The urban quarter can grow according to the requirements of the city and its citizens. By embracing the principle that ‘people make the city’, opportunities are created for temporary uses to be make use of unused potential, out of which permanent structures can arise over time. While the new quarter adheres to the idea of ‘extending the city’ and connecting with the adjacent urban fabric, it also makes a clear distinction to its surroundings. For example, the new urban plan respects the vast scale of the existing airport at Tempelhof but its monumental and inhuman scale is broken down through the use of smaller-scale structures that together form an edge that continues the arc of the airport building.
Shifting the fences and cultivating identity – To begin with, areas with potential for temporary uses will be made accessible to the public. With minimal financial effort, space in the inner city can be made available. A looping path, the so-called pioneer-band, will be created for use by urban pioneers, sports facilities and the many temporary uses so typical of Berlin, such as cafés, galleries, clubs and restaurants. It is an urban playground for temporary uses that makes use of existing urban fabric and open spaces such as softball fields or tennis courts. Additional temporary structures can be erected and later removed and re-erected elsewhere.

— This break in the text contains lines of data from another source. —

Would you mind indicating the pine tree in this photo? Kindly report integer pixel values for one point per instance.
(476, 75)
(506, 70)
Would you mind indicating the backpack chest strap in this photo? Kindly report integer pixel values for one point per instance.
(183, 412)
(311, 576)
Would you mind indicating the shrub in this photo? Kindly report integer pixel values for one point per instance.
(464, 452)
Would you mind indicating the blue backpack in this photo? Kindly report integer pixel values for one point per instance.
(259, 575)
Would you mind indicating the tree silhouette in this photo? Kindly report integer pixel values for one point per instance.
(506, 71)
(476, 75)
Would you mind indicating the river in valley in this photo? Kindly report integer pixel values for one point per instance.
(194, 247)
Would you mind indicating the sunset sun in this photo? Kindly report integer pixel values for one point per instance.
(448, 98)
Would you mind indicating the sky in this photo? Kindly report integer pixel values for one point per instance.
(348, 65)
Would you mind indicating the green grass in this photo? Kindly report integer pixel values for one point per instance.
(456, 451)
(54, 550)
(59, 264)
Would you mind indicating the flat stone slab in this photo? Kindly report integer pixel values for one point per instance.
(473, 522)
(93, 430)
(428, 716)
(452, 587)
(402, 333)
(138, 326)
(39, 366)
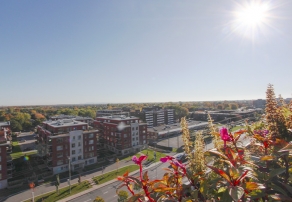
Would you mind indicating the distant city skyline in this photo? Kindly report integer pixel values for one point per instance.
(61, 52)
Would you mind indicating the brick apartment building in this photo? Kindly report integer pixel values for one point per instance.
(64, 140)
(77, 118)
(156, 116)
(122, 134)
(6, 165)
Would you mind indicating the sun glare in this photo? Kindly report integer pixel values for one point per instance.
(251, 19)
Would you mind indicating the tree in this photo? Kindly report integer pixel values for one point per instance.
(15, 125)
(123, 195)
(98, 199)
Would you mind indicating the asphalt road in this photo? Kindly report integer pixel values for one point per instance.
(108, 193)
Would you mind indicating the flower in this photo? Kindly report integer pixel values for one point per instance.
(139, 160)
(165, 159)
(262, 133)
(225, 136)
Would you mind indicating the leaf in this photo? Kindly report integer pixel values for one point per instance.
(275, 172)
(289, 188)
(216, 152)
(126, 174)
(145, 176)
(221, 173)
(280, 197)
(135, 180)
(278, 189)
(135, 198)
(267, 158)
(236, 192)
(253, 186)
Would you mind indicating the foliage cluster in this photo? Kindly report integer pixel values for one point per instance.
(233, 174)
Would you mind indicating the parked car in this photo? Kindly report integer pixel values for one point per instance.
(22, 140)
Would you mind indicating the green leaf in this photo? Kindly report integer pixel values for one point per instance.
(236, 192)
(275, 172)
(278, 189)
(267, 158)
(280, 197)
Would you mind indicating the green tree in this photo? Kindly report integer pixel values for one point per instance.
(98, 199)
(123, 195)
(15, 125)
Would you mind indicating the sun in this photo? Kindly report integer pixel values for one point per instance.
(251, 19)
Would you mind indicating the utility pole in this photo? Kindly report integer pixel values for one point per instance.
(69, 180)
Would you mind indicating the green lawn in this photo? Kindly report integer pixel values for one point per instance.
(150, 155)
(63, 193)
(113, 174)
(16, 151)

Development of the quarter
As the quarter begins to acquire identity, it attracts investment and an accompanying gradual rise in property value that signals the start of the second phase, the Stadtband, which features predominantly urban housing. A road runs the length of the quarter connecting the existing facilities, and with cross-roads defines the urban blocks and land parcels. Local amenities such as children’s nursery on a former softball field, a landmark building for the innovation sector or a centre for sustainability and community will be built.
The final phase is densification. The development of the band can respond to new concepts drawn up as part of the IGA and IBA development processes. The urban band will gradually fuse with the neighbouring district of Neukölln and local centres will arise along the Tempelhofer Promenade. Spaces that have served temporary uses may be extended or converted into more permanent, lasting structures.